Je me suis tourné pour l’observer dans le miroir et, après tant de sensations nouvelles, la vision de la rousse – joues creusées, ma queue dépassant d’entre ses lèvres luisantes de fard, une lueur vicieuse dans le regard qu’elle braquait sur moi – m’a achevé. J’ai grogné de nouveau, incapable de me contrôler, le bassin tressautant, et j’ai joui. Elle a resserré l’anneau de ses doigts au bas du manche et n’a pas bougé, me laissant éjaculer au fond de sa gorge, avalant tout le sperme que j’y déchargeais sans broncher. Quand, finalement apaisé, j’ai rouvert les yeux, elle était dans la même posture, observant notre reflet dans la glace, les lèvres serrées autour de ma queue qui commençait à mollir, continuant à la suçoter par jeu.

Quand elle a relâché le bout rougi, luisant, pas une goutte ne lui avait échappé, son rouge à lèvres n’avait même pas coulé. Elle a roulé sur le lit pour attraper ses cigarettes sur la table de nuit, m’exhibant au passage ses fesses maigrichonnes, toutes blanches au milieu de son corps bronzé. En exhalant la première bouffée, elle est repassée sur le dos, regardant le plafond.

— Tu sais ce qu’il y a de fantastique à avoir ton âge ?

J’ai répondu par un haussement de sourcils et elle a souri avant de tourner lentement la tête vers moi.

— C’est que, avant que j’aie fini cette cigarette, tu banderas de nouveau…

Elle a roulé contre moi, me lançant une œillade équivoque, en passant la main sur mon torse.

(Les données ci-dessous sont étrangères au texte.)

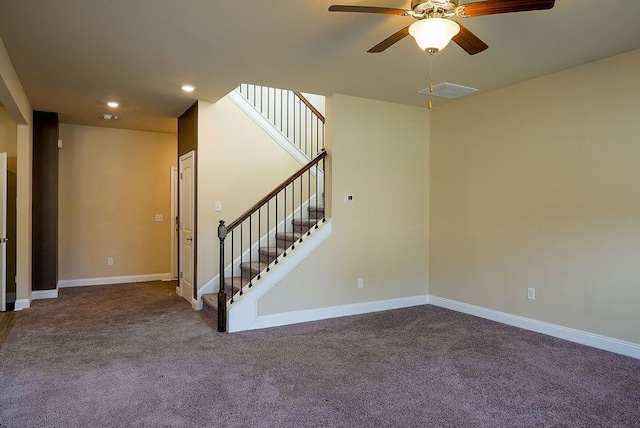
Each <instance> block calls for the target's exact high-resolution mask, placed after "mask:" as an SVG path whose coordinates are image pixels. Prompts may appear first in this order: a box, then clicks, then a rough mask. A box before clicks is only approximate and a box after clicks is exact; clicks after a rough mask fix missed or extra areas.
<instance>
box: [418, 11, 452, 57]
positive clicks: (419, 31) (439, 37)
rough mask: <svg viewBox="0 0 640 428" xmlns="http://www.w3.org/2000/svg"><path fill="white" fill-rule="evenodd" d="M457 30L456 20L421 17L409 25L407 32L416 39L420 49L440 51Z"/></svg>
mask: <svg viewBox="0 0 640 428" xmlns="http://www.w3.org/2000/svg"><path fill="white" fill-rule="evenodd" d="M459 32H460V26H459V25H458V23H457V22H455V21H451V20H450V19H444V18H426V19H421V20H420V21H416V22H414V23H413V24H411V26H410V27H409V34H411V35H412V36H413V38H414V39H416V43H417V44H418V46H419V47H420V49H422V50H423V51H429V52H438V51H441V50H442V49H444V48H445V47H446V46H447V45H448V44H449V42H450V41H451V39H452V38H453V37H454V36H455V35H456V34H458V33H459Z"/></svg>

— Je suis prête à le parier… Qu’est-ce qu’il y a de plus craquant qu’un gamin de seize ans, avide de découvertes, et tellement dur partout !

Avec un rire de gorge, elle a fait descendre sa main, caressant l’intérieur de mes cuisses avant de remonter vers les testicules, y pressant la paume. Elle m’a tendu sa cigarette que j’ai refusée et elle l’a écrasée dans une tasse vide.

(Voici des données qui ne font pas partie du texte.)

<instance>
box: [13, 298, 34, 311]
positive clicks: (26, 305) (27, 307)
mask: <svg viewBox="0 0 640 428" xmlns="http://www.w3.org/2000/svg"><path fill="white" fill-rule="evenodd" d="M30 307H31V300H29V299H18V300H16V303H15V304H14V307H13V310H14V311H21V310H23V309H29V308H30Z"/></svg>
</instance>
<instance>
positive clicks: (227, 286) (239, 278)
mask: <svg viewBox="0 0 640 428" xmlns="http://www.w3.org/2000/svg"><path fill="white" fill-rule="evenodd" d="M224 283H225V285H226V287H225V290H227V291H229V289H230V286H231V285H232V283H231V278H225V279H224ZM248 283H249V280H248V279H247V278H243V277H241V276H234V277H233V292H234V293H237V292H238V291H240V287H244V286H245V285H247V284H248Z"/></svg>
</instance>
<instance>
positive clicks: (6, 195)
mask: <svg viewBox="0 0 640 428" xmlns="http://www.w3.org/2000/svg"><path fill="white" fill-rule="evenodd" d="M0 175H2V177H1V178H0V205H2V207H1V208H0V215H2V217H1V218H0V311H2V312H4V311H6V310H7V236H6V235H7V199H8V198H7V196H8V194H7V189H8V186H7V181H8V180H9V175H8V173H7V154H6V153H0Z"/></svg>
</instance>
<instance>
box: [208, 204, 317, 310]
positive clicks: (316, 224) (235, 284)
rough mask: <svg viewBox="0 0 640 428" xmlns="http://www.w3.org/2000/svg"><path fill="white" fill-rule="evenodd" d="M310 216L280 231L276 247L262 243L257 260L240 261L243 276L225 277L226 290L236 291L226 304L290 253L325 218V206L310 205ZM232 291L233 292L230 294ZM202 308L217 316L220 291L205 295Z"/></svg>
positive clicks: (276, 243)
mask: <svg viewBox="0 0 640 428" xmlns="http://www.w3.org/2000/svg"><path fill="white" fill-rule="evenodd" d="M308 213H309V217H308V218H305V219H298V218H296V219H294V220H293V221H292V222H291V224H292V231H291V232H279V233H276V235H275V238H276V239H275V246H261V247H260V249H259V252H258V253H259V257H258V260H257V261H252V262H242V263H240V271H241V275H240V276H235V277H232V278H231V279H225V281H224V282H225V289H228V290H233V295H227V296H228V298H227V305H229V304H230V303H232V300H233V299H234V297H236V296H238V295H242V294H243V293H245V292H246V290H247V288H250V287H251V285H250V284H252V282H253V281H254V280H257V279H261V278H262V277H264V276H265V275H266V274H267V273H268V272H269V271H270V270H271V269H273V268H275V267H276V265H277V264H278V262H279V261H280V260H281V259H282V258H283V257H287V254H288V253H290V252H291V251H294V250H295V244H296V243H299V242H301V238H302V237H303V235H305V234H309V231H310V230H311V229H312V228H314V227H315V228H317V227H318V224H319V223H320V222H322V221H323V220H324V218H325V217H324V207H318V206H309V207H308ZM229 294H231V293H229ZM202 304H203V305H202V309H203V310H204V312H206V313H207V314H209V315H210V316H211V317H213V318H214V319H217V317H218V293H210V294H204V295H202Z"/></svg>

— Je vais t’aider un peu, parce que j’ai tellement envie de te sentir là, dedans !

 

Il était plus de sept heures quand j’ai quitté la villa d’Aline. Ma mère devait me chercher partout, mais ça m’était égal. Je bombais le torse malgré moi, fier de l’avoir fait jouir et, surtout, d’avoir tant appris d’elle. Du haut de mes seize ans, je me sentais un homme, « son amant », comme elle l’avait dit.

En me raccompagnant, dans sa petite robe bleue sous laquelle elle avait enfilé une culotte avant de quitter la chambre, elle semblait la même, à peine décoiffée, il ne lui restait qu’à rectifier son maquillage. Elle m’a embrassé sur les deux joues, soucieuse du qu’en-dira-t-on, j’imagine.

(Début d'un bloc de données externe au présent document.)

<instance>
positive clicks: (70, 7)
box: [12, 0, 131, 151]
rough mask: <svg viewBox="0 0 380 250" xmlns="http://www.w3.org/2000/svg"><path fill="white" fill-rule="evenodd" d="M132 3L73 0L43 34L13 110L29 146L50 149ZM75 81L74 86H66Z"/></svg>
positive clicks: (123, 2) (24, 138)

— Tu es par là ces temps-ci ? J’imagine que vous ne partez pas en vacances…

Elle a pris un air faussement accablé un instant, puis son expression est redevenue malicieuse. Elle m’a donné une tape discrète sur les fesses.

— Alors peut-être bien qu’on se reverra avant mon départ…

Je l’espérais vraiment. En passant le portail, je sentais déjà, confusément que ma vie ne serait plus tout à fait la même après Aline. Elle m’avait initié – et je ne devais d’ailleurs jamais oublier ses conseils – mais aussi, elle m’avait donné le goût des femmes mûres et convaincu qu’elles non plus, n’étaient pas insensibles à la vigueur et à l’enthousiasme d’un gamin.